A football club has turned to feathered friends to help fix a balding pitch, after a wiggly solution turned to tragedy for 50,000 worms.

Darlington FC, which has just spent £150,000 on improving the drainage system and reseeding the football pitch, has turned to plastic owls to deter predators from eating the seed.

The move comes after the club deployed 500lbs of worms to help irrigate its pitch last season - but they all drowned.

They were brought to the North-East by the same supplier who provided Manchester United with worms to help solve their pitch problems, but it seemed the task was too big for them in Darlington.

At least the twin 2ft tall owls, which have been placed at the side of the East Stand, have proved a success so far, with only one or two pigeons being spotted.

Club bosses hope that if the plastic birds do their job, then the problems of the Feethams pitch being continually waterlogged will be at an end.

Head groundsman Andrew Thompson said: "Some pigeons are still eating the seed, but we have only had two or three so it has not been a big problem."

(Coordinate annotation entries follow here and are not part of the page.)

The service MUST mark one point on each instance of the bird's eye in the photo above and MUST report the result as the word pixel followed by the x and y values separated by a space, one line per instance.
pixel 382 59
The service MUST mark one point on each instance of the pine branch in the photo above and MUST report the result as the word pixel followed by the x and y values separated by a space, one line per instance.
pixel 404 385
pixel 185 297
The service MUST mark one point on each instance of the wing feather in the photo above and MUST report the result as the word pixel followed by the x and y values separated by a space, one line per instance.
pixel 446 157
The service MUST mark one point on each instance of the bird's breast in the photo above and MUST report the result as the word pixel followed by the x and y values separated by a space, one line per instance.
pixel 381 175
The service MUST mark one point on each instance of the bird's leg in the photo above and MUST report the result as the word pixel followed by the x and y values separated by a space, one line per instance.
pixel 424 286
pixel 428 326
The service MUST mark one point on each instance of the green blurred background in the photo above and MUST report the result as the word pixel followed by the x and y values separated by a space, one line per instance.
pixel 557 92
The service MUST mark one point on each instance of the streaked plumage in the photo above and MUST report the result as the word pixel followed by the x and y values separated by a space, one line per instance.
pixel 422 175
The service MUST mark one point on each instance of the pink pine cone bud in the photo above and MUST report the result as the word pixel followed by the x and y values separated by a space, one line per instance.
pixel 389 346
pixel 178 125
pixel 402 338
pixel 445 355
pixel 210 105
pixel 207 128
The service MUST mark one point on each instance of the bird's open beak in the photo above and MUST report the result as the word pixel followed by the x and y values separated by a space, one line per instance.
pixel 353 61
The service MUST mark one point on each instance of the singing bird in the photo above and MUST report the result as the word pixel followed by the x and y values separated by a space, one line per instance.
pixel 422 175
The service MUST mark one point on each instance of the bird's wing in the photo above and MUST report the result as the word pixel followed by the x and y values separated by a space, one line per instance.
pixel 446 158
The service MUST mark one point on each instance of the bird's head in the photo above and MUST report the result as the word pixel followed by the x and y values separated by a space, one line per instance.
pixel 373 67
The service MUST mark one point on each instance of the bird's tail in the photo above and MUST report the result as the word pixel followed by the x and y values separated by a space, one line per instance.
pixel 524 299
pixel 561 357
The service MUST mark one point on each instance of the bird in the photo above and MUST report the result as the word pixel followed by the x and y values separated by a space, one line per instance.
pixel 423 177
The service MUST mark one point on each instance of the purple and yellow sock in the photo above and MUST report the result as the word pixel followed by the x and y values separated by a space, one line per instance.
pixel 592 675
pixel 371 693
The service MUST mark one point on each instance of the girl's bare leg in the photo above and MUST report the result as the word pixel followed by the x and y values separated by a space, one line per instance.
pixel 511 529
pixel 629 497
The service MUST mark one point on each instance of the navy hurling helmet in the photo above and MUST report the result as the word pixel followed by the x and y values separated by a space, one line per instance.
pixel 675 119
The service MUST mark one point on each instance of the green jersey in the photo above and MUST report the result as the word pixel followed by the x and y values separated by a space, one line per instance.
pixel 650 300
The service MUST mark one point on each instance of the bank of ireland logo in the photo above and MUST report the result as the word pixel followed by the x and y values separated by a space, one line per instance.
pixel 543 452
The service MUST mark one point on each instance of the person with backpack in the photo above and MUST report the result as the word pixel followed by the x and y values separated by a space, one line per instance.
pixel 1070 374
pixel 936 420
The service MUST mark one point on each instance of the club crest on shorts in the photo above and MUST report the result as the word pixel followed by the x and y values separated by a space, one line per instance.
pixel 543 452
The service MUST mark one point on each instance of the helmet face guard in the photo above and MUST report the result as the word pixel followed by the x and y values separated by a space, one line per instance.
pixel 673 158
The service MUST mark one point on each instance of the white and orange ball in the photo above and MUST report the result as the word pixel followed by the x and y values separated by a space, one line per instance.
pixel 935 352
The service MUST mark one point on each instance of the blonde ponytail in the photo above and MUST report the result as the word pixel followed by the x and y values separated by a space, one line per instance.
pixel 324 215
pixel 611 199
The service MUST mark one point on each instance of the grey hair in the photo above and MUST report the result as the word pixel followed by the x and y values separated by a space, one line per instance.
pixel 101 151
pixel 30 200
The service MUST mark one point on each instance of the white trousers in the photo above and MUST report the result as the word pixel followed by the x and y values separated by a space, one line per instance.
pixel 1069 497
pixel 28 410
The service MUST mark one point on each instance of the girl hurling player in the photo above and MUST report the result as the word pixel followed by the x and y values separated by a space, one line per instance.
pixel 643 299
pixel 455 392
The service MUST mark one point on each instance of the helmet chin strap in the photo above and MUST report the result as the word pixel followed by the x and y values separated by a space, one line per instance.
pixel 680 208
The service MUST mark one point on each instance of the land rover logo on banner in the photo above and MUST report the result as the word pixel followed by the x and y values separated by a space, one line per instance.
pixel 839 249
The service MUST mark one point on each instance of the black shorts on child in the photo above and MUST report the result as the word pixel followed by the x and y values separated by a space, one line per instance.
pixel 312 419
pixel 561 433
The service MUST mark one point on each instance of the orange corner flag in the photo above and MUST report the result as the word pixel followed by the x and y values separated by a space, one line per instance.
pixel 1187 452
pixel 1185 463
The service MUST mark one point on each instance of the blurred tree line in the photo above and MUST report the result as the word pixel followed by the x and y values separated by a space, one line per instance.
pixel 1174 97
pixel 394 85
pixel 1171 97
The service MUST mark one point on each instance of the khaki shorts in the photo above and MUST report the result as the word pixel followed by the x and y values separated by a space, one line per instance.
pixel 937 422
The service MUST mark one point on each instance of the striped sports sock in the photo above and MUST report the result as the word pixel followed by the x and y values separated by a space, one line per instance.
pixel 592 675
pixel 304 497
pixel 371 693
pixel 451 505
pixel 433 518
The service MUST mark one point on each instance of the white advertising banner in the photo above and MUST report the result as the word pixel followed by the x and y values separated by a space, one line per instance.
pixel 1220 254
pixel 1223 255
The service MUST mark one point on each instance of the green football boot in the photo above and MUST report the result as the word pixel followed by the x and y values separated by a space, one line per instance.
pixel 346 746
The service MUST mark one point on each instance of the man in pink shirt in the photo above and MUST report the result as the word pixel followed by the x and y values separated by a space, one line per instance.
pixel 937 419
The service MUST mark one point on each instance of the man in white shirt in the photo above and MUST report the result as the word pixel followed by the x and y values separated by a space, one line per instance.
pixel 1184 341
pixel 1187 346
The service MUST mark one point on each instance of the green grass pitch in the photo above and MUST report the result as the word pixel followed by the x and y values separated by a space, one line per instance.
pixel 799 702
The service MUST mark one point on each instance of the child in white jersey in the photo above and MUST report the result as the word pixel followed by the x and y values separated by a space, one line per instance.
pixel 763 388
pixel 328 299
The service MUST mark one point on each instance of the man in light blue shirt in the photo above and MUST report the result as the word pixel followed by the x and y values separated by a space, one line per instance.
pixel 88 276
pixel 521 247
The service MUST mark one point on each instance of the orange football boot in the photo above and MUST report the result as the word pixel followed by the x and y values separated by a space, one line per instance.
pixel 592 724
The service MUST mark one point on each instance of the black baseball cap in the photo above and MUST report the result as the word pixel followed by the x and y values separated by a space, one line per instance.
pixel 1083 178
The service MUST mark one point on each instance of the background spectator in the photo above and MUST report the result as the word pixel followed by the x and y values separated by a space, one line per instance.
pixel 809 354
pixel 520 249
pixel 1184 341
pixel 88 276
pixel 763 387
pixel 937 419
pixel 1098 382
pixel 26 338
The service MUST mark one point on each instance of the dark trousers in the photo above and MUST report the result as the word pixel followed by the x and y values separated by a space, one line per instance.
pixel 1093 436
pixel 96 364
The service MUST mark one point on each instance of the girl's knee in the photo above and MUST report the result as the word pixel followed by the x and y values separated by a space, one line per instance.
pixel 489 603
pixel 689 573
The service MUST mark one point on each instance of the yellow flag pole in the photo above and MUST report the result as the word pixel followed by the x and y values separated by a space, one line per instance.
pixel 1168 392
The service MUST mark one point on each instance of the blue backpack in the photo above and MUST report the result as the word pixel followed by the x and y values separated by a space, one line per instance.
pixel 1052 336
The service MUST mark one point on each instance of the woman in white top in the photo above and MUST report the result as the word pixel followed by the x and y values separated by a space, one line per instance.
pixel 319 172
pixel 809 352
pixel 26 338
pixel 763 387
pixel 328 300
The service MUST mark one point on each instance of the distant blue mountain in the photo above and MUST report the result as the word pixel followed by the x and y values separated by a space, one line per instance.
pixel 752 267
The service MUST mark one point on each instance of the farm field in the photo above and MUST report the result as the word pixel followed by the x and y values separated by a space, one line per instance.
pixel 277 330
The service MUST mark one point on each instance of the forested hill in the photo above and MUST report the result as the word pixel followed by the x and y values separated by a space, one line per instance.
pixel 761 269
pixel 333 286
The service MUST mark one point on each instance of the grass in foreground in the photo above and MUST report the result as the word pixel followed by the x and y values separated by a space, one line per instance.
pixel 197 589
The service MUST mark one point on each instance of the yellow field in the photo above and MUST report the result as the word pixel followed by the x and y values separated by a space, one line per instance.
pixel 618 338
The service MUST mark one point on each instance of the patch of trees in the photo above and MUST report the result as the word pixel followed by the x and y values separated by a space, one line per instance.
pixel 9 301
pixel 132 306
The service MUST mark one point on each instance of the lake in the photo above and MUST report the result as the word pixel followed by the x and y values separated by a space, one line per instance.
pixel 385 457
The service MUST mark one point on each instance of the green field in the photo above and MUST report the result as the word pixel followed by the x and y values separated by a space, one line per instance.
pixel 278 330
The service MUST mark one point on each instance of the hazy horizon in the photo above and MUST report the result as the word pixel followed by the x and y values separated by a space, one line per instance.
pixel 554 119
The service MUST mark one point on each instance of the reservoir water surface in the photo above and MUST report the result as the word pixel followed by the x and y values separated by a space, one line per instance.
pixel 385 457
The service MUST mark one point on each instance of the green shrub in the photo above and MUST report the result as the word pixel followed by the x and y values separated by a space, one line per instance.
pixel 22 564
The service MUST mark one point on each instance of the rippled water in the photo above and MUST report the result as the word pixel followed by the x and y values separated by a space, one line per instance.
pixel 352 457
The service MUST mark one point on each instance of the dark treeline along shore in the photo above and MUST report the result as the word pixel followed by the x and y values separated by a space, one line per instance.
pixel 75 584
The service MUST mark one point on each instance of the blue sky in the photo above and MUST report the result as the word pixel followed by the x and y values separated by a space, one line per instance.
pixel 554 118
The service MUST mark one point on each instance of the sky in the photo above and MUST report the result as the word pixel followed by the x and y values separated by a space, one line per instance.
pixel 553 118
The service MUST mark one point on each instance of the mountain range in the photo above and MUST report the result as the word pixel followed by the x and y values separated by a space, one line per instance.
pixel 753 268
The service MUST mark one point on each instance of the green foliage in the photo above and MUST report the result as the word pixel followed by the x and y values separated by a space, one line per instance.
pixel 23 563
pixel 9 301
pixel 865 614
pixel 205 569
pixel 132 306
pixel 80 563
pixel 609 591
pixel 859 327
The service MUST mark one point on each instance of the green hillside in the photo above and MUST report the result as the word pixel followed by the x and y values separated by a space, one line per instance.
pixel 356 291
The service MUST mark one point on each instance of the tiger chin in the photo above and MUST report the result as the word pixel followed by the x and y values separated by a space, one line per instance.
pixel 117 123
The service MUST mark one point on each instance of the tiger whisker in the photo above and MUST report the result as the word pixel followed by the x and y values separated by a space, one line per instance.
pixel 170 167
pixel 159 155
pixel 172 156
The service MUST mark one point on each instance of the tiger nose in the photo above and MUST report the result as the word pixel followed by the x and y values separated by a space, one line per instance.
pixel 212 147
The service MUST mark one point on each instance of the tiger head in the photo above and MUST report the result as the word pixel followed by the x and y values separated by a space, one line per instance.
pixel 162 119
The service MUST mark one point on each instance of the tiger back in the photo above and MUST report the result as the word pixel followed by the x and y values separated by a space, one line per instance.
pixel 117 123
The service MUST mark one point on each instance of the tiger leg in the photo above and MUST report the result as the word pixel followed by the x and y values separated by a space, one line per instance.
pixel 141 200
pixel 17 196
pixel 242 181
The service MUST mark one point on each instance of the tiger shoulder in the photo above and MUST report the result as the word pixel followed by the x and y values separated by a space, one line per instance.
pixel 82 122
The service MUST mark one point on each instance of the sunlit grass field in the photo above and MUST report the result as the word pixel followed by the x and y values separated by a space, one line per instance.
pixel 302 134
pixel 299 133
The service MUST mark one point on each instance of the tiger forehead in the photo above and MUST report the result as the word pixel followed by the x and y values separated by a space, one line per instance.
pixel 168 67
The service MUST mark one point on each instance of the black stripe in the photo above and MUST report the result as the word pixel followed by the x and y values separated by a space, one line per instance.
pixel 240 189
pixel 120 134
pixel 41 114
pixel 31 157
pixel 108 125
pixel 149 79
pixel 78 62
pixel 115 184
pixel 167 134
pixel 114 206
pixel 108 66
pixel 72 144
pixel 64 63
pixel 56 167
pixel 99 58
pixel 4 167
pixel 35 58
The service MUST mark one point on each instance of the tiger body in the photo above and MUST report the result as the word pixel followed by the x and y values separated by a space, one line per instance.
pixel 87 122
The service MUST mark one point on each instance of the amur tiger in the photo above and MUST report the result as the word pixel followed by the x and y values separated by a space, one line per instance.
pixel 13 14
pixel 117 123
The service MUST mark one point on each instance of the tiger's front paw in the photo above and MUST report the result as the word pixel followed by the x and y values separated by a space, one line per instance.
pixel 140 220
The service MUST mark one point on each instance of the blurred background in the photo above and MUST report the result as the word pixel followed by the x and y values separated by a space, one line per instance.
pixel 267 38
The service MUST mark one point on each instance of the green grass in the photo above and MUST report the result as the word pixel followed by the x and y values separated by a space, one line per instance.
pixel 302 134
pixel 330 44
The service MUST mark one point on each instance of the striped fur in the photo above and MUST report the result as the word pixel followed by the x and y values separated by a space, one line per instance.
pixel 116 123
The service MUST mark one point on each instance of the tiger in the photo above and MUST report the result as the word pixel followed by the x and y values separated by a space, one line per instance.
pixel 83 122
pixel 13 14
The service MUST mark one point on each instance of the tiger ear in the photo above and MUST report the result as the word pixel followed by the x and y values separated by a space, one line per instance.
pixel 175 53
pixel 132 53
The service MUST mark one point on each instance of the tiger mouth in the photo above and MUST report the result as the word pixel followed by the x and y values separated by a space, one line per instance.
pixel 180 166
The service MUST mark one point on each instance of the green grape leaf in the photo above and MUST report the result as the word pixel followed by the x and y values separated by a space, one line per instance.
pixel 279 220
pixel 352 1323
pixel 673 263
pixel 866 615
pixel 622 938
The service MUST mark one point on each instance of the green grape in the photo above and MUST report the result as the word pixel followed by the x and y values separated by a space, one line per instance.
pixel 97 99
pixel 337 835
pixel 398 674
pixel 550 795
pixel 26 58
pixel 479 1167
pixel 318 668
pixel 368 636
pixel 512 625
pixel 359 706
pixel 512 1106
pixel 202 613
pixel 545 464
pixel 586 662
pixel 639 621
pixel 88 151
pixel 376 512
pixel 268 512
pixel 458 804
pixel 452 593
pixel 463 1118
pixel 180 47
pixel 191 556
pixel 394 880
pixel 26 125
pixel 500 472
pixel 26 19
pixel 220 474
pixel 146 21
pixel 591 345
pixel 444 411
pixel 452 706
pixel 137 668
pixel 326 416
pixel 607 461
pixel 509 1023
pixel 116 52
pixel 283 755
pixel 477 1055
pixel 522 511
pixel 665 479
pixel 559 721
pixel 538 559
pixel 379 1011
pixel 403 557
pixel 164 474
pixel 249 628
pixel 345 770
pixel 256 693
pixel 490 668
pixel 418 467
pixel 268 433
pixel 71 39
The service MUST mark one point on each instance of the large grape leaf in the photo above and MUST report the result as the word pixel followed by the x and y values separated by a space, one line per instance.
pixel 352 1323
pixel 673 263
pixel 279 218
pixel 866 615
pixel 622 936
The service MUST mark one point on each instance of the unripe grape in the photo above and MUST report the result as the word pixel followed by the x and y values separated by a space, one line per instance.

Before the owls - nicknamed appropriately Twit and Twoo - the club had employed a bird scarer machine to scare off any pests, which emitted a high pitched sound every 45 seconds, but it was eventually scrapped.

Mr Thompson said: "We did try out a bird scarer, but we had complaints from local residents that it was too loud."

The new pitch at Feethams should be ready in time for the new season in August.